でも、多くの人はなぜか「D:箱から一つボールを取って、赤か緑なら100ドルもらえる。」を選んでしまうのです。

不確実性を避けたい人間

動画では説明しませんでしたが、なぜ「C:箱から一つボールを取って、青か緑なら100ドルもらえる。」ではなく、「D:箱から一つボールを取って、赤か緑なら100ドルもらえる。」を選んでしまうのか言うと、人間は不確実なことを避けたいと思って行動するからと言われています。

AからDの発生する確率は以下のようになります。

  • A:青なら100ドルもらえる:3分の1
  • B:赤なら100ドルもらえる:ゼロ〜3分の2
  • C:青かなら100ドルもらえる:3分の1〜1
  • D:赤かなら100ドルもらえる:3分の2

AとDははっきりと確率が定まっています。でも、BとCは数が分からないので確率の範囲はある程度分かりますが、はっきりと決まっていません。これが不確実性です。

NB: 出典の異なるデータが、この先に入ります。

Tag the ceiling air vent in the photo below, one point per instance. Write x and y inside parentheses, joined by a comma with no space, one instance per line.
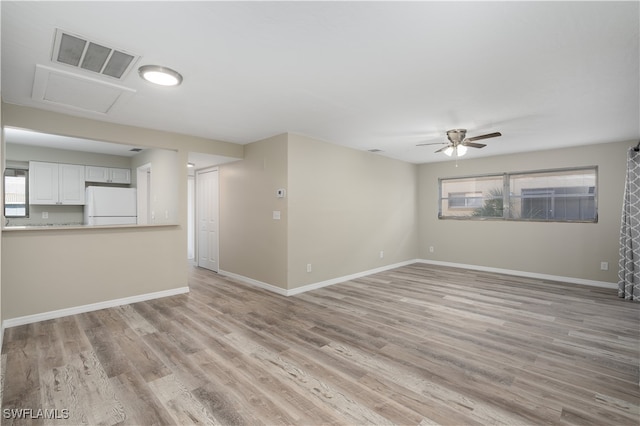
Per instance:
(80,52)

不確実なことを避けたいので、確率がはっきりと定まっているAやDを選択したわけです。

サイモンの限定合理性

人間は合理的ではないという一例としてエルスバーグの逆説を紹介しました。

近代経済学では、合理的なモデルを使って人間の行動を説明しようと試みて来ましたが、それには限界があることもわかりました。

そして、サイモンは、人間は不完全な知識、予期の困難さ、認知の限界の範囲を伴うとして限定合理性という概念を提案しました。

つまり、人間は合理的ではないよ!と言ったのです。

こうして、政策学においても、科学的根拠や合理的意思決定に基づくアプローチの限界が明らかとなり、政治学的なアプローチが見直されるきっかけとなりました。